A room the village has always looked after

For well over a century the Reading Rooms has belonged, in every way that matters, to the people of Castlebridge. The task now is to make that ownership clean and lasting.

A reading room for the village

The Reading Rooms began in the 19th century as a place for the men of the village to read, meet and pass an evening — books and newspapers, a game of snooker, a hand of cards. The building was rented from the Nunn family, the local merchant family, for a nominal rent. It was a modest institution with an outsized role: for generations it was where village life gathered indoors.

The Guinness gift

In 1973 Guinness Ireland took over the Nunns' company, W.B. Nunn & Co., and with it the connection to the village. After the community carried out structural repairs, the Reading Rooms was reopened in April 1976 by Dr Martin O'Donoghue. Then, in 1980, Guinness Ireland gifted the building — together with the village Community Centre, in the same deed — to "the people of Castlebridge." Four local trustees were named to hold it on the community's behalf.

Kept in good repair

Through the 1980s and 90s the village looked after the building itself: a new slate roof, external replastering, new windows, oil-fired central heating. This community effort is why the Reading Rooms is structurally sound today, decades on. The barriers to reopening have never been about the bricks.

Why it stalled

The building has been closed since around 2019. The last of the four trustees named in 1980 passed away in 2022, and with them clean local ownership slipped into limbo.

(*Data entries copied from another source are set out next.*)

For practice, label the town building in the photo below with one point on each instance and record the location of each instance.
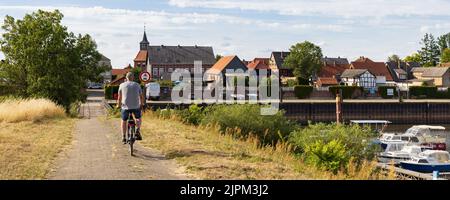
(378, 69)
(331, 71)
(161, 61)
(258, 64)
(360, 77)
(401, 71)
(118, 75)
(438, 76)
(107, 75)
(218, 72)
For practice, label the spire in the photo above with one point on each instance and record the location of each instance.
(144, 43)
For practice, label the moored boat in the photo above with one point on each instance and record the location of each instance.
(428, 162)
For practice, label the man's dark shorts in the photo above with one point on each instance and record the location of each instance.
(126, 113)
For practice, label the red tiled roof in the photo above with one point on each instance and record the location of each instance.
(376, 68)
(329, 71)
(142, 56)
(327, 81)
(221, 64)
(120, 79)
(116, 72)
(259, 63)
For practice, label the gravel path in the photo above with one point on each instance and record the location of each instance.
(97, 153)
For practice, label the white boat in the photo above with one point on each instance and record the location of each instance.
(398, 151)
(431, 136)
(428, 162)
(377, 125)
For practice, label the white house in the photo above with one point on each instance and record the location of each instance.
(359, 77)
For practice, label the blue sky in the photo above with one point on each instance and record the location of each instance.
(252, 28)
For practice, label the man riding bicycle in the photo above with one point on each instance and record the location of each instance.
(131, 100)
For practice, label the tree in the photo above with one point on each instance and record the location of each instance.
(304, 60)
(394, 58)
(430, 51)
(444, 42)
(415, 57)
(445, 57)
(43, 59)
(218, 57)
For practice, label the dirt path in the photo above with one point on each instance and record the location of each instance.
(98, 154)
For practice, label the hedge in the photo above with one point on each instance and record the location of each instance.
(110, 91)
(348, 92)
(302, 91)
(382, 90)
(423, 91)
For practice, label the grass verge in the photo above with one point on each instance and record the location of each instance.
(28, 149)
(208, 154)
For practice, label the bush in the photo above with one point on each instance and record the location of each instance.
(249, 122)
(327, 156)
(423, 91)
(348, 92)
(193, 115)
(356, 139)
(443, 94)
(110, 91)
(18, 110)
(302, 91)
(292, 83)
(382, 90)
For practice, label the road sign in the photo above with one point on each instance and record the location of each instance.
(145, 77)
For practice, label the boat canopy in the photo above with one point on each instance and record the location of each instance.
(424, 130)
(429, 127)
(370, 122)
(441, 156)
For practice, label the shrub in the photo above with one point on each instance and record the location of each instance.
(382, 90)
(443, 94)
(110, 91)
(247, 119)
(17, 110)
(302, 91)
(348, 92)
(356, 140)
(193, 115)
(292, 82)
(423, 91)
(327, 156)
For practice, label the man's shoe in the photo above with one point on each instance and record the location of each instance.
(138, 135)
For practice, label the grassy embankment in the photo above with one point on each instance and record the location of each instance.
(207, 153)
(32, 133)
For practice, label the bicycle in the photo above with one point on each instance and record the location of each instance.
(131, 133)
(131, 130)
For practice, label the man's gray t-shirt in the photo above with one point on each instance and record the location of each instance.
(131, 92)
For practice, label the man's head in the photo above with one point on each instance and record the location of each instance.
(130, 76)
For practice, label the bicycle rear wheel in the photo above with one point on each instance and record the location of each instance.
(132, 139)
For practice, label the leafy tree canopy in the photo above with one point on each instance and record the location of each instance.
(43, 59)
(305, 59)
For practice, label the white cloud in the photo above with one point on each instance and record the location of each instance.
(119, 31)
(347, 8)
(440, 28)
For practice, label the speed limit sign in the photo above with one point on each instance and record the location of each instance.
(145, 77)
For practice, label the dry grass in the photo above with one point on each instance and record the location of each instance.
(28, 149)
(18, 110)
(207, 154)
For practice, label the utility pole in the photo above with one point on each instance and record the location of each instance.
(339, 107)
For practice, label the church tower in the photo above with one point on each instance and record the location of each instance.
(142, 56)
(144, 44)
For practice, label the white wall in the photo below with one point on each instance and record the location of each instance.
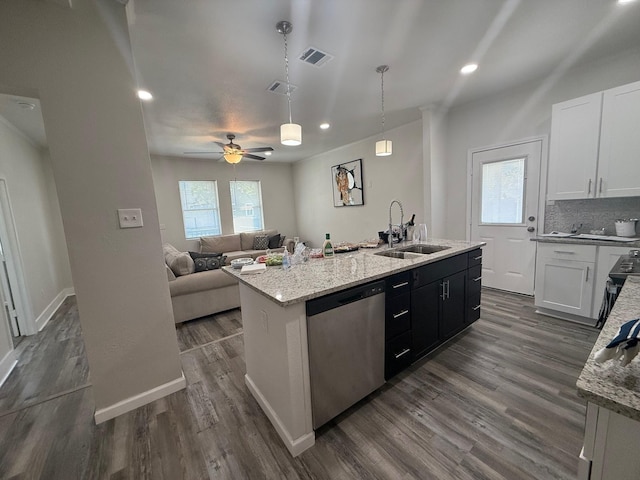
(38, 223)
(399, 176)
(78, 62)
(520, 113)
(276, 182)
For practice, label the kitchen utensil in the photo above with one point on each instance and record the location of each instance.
(626, 227)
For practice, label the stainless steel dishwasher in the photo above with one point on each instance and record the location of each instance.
(345, 333)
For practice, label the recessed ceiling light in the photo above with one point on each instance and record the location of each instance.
(144, 95)
(469, 68)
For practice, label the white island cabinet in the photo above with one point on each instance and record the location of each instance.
(595, 145)
(274, 319)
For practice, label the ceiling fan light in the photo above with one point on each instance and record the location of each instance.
(384, 148)
(291, 134)
(232, 157)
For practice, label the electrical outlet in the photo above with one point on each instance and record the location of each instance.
(130, 217)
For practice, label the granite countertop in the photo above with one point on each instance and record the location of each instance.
(608, 384)
(321, 276)
(586, 241)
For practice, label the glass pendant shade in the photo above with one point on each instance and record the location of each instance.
(384, 148)
(291, 134)
(232, 157)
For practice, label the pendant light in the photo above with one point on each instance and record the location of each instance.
(290, 133)
(383, 147)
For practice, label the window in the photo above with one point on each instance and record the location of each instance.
(503, 191)
(200, 208)
(246, 201)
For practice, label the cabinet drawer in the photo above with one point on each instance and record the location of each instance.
(397, 355)
(398, 315)
(564, 251)
(398, 283)
(474, 280)
(435, 271)
(473, 308)
(474, 258)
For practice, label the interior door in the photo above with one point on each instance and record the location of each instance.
(504, 213)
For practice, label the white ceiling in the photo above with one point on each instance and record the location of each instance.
(209, 63)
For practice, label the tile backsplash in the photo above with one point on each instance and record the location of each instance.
(593, 214)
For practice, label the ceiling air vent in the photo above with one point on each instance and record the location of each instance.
(280, 87)
(315, 57)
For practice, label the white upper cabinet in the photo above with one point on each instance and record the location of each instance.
(619, 160)
(573, 155)
(595, 145)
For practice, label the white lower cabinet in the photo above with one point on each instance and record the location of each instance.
(565, 277)
(610, 448)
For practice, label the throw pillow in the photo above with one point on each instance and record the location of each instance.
(180, 263)
(207, 261)
(261, 242)
(274, 241)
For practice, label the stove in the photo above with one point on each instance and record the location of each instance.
(625, 266)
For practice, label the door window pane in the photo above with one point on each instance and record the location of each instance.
(503, 192)
(200, 211)
(246, 201)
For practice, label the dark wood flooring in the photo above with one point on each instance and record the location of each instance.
(497, 402)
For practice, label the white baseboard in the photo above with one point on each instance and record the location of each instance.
(48, 312)
(139, 400)
(295, 446)
(6, 365)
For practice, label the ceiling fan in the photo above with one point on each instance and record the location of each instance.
(233, 153)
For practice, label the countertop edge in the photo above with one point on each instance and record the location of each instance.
(395, 266)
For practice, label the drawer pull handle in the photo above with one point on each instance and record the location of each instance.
(404, 352)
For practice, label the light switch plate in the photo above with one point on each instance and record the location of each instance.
(130, 217)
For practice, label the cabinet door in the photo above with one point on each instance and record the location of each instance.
(607, 257)
(573, 152)
(452, 314)
(425, 312)
(619, 162)
(565, 285)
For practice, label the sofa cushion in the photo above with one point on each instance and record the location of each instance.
(179, 262)
(201, 281)
(247, 238)
(220, 244)
(261, 242)
(207, 261)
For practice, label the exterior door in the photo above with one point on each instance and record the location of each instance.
(504, 213)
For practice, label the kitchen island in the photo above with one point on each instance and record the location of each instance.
(612, 427)
(274, 319)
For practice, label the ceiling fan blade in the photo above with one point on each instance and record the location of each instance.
(201, 153)
(258, 149)
(252, 157)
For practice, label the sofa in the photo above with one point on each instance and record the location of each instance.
(196, 294)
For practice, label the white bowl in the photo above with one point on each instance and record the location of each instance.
(241, 262)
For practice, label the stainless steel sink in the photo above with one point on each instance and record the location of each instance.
(394, 254)
(423, 249)
(411, 251)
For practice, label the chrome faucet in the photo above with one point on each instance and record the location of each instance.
(391, 224)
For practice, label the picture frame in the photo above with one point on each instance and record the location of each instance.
(346, 181)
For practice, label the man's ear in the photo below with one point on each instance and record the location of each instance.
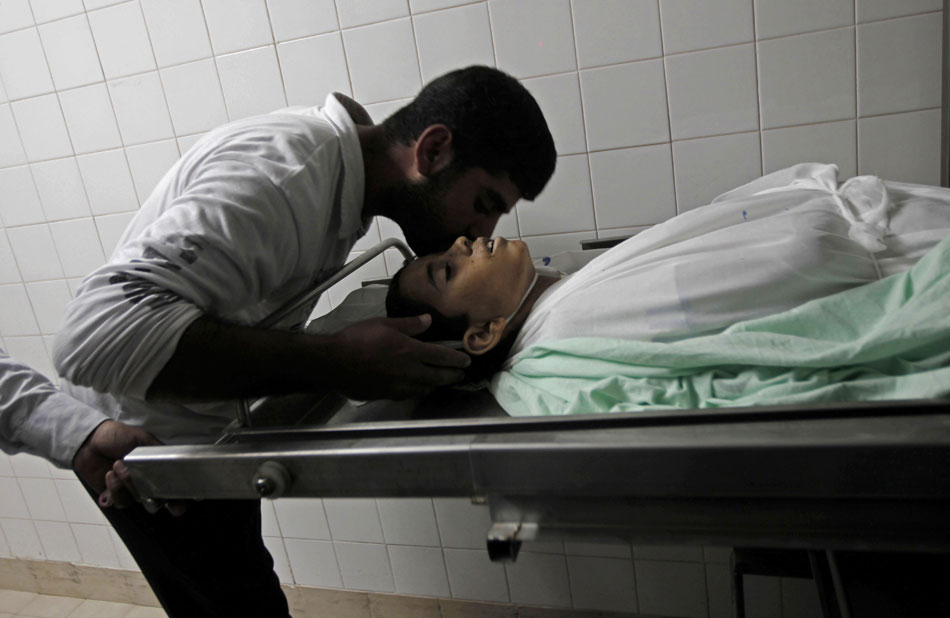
(480, 338)
(433, 149)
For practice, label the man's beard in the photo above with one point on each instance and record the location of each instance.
(420, 208)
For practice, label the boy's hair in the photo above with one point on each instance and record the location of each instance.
(445, 329)
(496, 125)
(442, 329)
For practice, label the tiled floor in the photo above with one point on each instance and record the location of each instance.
(23, 604)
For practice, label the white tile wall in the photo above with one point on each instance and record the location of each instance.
(21, 204)
(830, 142)
(71, 52)
(419, 570)
(177, 30)
(42, 128)
(294, 19)
(90, 119)
(251, 82)
(539, 579)
(108, 182)
(59, 184)
(313, 67)
(656, 106)
(614, 31)
(453, 38)
(194, 95)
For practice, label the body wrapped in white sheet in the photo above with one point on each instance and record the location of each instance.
(768, 246)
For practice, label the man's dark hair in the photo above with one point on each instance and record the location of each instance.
(496, 125)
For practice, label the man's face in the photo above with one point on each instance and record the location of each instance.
(451, 203)
(481, 280)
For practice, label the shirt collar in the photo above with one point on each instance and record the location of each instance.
(352, 220)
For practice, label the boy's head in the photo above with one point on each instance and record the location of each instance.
(471, 291)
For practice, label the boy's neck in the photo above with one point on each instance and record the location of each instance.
(540, 286)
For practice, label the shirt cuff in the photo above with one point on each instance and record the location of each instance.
(58, 427)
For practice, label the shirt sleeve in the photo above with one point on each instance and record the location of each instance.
(37, 418)
(225, 242)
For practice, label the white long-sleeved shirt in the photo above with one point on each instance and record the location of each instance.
(256, 212)
(37, 418)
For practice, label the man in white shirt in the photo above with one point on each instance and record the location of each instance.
(37, 418)
(253, 214)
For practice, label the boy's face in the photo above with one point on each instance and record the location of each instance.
(482, 280)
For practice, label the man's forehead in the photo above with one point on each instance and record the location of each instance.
(498, 184)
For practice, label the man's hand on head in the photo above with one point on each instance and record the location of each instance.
(98, 462)
(380, 359)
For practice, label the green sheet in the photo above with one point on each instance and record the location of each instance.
(882, 341)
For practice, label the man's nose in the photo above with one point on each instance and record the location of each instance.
(462, 245)
(484, 226)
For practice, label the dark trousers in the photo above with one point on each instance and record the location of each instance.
(211, 561)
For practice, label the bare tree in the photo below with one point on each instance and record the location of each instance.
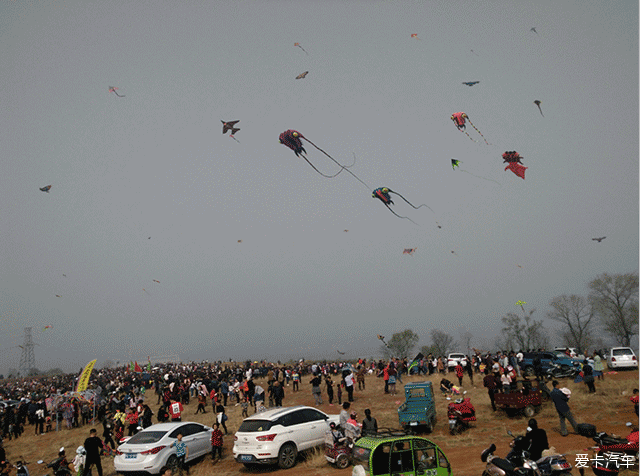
(441, 342)
(401, 344)
(615, 301)
(576, 315)
(524, 332)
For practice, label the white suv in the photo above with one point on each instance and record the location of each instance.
(276, 436)
(622, 357)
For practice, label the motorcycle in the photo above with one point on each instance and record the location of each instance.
(554, 465)
(612, 453)
(518, 462)
(460, 414)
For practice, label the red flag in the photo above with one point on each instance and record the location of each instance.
(517, 169)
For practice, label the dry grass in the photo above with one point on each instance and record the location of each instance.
(609, 409)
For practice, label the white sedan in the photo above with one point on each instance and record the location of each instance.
(151, 449)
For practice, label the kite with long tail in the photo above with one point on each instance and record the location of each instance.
(459, 119)
(382, 339)
(383, 194)
(112, 89)
(292, 139)
(455, 164)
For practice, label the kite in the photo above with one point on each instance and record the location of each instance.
(112, 89)
(298, 45)
(382, 194)
(537, 103)
(292, 139)
(514, 164)
(455, 164)
(459, 119)
(229, 125)
(382, 339)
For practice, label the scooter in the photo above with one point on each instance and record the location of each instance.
(517, 464)
(460, 414)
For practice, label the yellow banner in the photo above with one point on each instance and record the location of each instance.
(83, 381)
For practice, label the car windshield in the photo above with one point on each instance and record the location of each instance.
(250, 426)
(622, 352)
(146, 437)
(361, 456)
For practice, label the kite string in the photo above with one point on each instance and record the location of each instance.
(423, 205)
(406, 218)
(339, 164)
(485, 140)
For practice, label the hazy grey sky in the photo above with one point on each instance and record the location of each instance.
(155, 164)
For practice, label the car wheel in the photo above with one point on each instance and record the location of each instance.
(287, 456)
(342, 461)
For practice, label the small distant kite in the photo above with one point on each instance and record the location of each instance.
(455, 164)
(112, 89)
(537, 103)
(229, 125)
(382, 194)
(514, 164)
(382, 339)
(459, 119)
(298, 45)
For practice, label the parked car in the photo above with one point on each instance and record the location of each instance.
(453, 359)
(150, 449)
(546, 359)
(278, 435)
(396, 452)
(419, 408)
(622, 358)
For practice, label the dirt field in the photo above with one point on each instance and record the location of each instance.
(609, 409)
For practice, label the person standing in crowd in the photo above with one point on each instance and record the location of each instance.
(369, 424)
(93, 447)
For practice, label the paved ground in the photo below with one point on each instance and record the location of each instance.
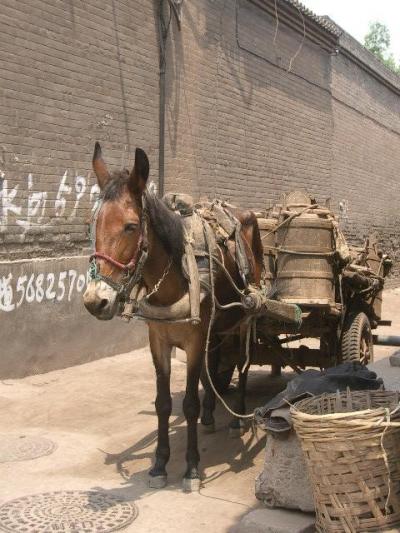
(101, 415)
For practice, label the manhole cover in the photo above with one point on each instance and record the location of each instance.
(67, 512)
(24, 447)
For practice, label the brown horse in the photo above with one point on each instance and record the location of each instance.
(136, 233)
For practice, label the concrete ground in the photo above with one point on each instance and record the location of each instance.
(101, 415)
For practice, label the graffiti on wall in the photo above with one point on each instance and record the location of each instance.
(27, 207)
(39, 287)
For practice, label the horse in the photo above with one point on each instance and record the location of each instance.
(137, 235)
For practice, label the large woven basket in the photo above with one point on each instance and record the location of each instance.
(351, 443)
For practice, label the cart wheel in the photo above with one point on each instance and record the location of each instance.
(357, 343)
(223, 379)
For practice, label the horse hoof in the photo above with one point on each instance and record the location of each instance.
(157, 482)
(236, 433)
(191, 485)
(209, 428)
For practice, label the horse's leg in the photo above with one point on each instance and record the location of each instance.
(236, 427)
(161, 353)
(191, 410)
(207, 418)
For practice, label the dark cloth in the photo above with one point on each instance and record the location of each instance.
(354, 376)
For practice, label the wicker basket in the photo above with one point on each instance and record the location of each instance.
(351, 443)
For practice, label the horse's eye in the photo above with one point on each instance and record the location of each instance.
(130, 227)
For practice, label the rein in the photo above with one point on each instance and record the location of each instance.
(133, 269)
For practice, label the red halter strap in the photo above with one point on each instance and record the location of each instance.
(128, 266)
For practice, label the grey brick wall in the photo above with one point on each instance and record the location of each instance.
(366, 155)
(71, 73)
(254, 109)
(242, 127)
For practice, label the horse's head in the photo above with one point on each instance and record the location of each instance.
(118, 233)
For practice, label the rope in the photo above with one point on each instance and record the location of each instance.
(301, 44)
(210, 324)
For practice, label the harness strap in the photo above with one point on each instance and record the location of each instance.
(128, 266)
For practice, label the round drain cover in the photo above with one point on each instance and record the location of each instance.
(67, 511)
(24, 447)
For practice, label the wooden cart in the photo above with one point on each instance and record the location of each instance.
(338, 289)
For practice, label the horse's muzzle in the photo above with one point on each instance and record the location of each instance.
(100, 300)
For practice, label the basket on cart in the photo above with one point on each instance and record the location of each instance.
(351, 443)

The 1980 deed is already in the community's possession; what is needed now is to trace the trustees' representatives and re-establish ownership under a proper community body — so the building can be insured, restored with heritage funding, and used again.

The village steps forward

Rather than let the building drift, the community has come together to take it on. Through a series of public meetings, Castlebridge has agreed a way forward and nominated a group of volunteers — Trustees and a Setup Committee — to form a community trust and carry the work. This is a collective effort: no one person owns it, and the building's future use is for the whole village to decide together.